Then she would add a 50/50 mixture of milk and cream, or milk and half and half, with a tab or two of butter and boil the potato mixture in that to cook them the rest of the way, with salt and pepper...

if it needed thickening, (some times the cream made it thick enough), she took out some potatoes and mashed them, and put them back in the soup, then sprinkled a little parsley over it.

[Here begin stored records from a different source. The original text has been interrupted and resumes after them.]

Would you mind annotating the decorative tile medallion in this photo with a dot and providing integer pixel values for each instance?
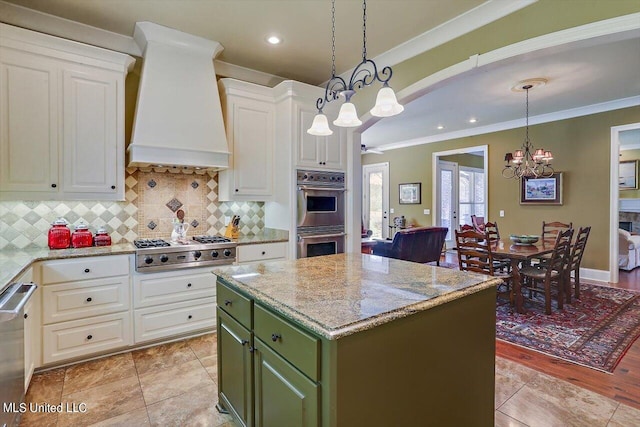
(174, 204)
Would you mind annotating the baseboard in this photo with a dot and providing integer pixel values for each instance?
(596, 275)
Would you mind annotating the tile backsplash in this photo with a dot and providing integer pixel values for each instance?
(153, 197)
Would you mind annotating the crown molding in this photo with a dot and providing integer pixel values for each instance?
(514, 124)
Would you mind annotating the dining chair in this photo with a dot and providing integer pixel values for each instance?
(551, 273)
(551, 229)
(574, 260)
(478, 223)
(475, 255)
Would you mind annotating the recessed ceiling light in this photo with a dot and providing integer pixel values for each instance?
(274, 40)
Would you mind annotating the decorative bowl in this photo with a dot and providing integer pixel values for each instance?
(524, 239)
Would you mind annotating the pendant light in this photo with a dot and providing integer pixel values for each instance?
(363, 75)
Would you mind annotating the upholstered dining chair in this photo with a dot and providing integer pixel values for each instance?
(550, 273)
(574, 260)
(474, 254)
(478, 223)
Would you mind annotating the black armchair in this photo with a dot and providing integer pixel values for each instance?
(421, 244)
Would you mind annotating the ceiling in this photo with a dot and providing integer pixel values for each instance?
(600, 72)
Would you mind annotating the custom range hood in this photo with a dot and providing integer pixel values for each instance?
(178, 120)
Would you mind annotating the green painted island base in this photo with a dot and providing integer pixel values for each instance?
(434, 368)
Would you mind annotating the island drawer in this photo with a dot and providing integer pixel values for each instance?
(238, 306)
(84, 269)
(76, 300)
(298, 347)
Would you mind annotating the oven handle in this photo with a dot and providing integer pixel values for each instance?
(305, 188)
(10, 311)
(315, 236)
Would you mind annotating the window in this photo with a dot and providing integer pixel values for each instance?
(471, 193)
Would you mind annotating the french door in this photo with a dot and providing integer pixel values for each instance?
(375, 199)
(447, 198)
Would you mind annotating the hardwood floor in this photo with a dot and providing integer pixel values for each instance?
(623, 385)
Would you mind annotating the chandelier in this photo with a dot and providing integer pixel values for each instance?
(528, 161)
(365, 74)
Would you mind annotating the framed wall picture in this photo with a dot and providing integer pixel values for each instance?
(541, 191)
(410, 194)
(628, 175)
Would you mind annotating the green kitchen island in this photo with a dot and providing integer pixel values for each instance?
(355, 340)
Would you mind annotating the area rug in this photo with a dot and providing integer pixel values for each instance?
(594, 331)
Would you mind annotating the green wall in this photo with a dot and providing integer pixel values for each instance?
(630, 155)
(581, 148)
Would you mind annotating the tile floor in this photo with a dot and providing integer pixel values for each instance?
(175, 385)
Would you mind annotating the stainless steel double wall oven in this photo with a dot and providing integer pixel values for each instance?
(320, 213)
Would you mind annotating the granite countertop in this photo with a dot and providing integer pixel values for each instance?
(268, 235)
(338, 295)
(15, 262)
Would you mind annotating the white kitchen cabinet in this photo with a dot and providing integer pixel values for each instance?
(86, 306)
(262, 252)
(62, 118)
(318, 152)
(173, 303)
(249, 112)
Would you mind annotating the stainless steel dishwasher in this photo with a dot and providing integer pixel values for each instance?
(12, 301)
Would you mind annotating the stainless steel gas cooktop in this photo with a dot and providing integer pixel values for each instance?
(200, 251)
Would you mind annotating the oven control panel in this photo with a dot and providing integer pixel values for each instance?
(323, 178)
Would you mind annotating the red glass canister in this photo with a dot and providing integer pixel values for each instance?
(59, 235)
(81, 237)
(102, 238)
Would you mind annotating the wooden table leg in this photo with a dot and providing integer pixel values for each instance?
(517, 286)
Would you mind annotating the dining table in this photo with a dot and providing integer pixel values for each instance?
(520, 255)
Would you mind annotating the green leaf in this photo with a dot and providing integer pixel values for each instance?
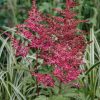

there was no other word to describe her potato soup that gives justice, other than

YUMMY!

If you are on any kind of diet, DO NOT TRY THIS, you can't help but go back for seconds...


----------



## iamwhatiseem (Oct 19, 2019)

Care4all said:


> my mother in law, who was a Texan, God rest her soul, made a *delicious* potato soup,
> 
> in the pot she was going to boil the diced potatoes she would saute diced onion, a little bit of celery with cut up bacon bits, once the onions were soft and bacon bits crispy she added the potatoes and boiled them in a little chicken broth to just before they were fully cooked and the potatoes soaked in most all of the chicken broth....  I'm sorry I do not know her measurements of everything, I just know the ingredients...
> 
> ...



Took the words right out of my mouth.
Potato soup made with water is..wait for it... going to be watery.
Chicken broth will add a ton of that "comfort" flavor.
Also a mixture of cream and milk will thicken it usually enough.


----------



## CWayne (Nov 17, 2019)

Xanthan Gum.

https://amzn.to/2rSDLUq

You use about 75% less than flour or corn starch.


----------



## Likkmee (Nov 17, 2019)

I add a couple egg yolks at near the end and stir briskly. Dont forget pepper


----------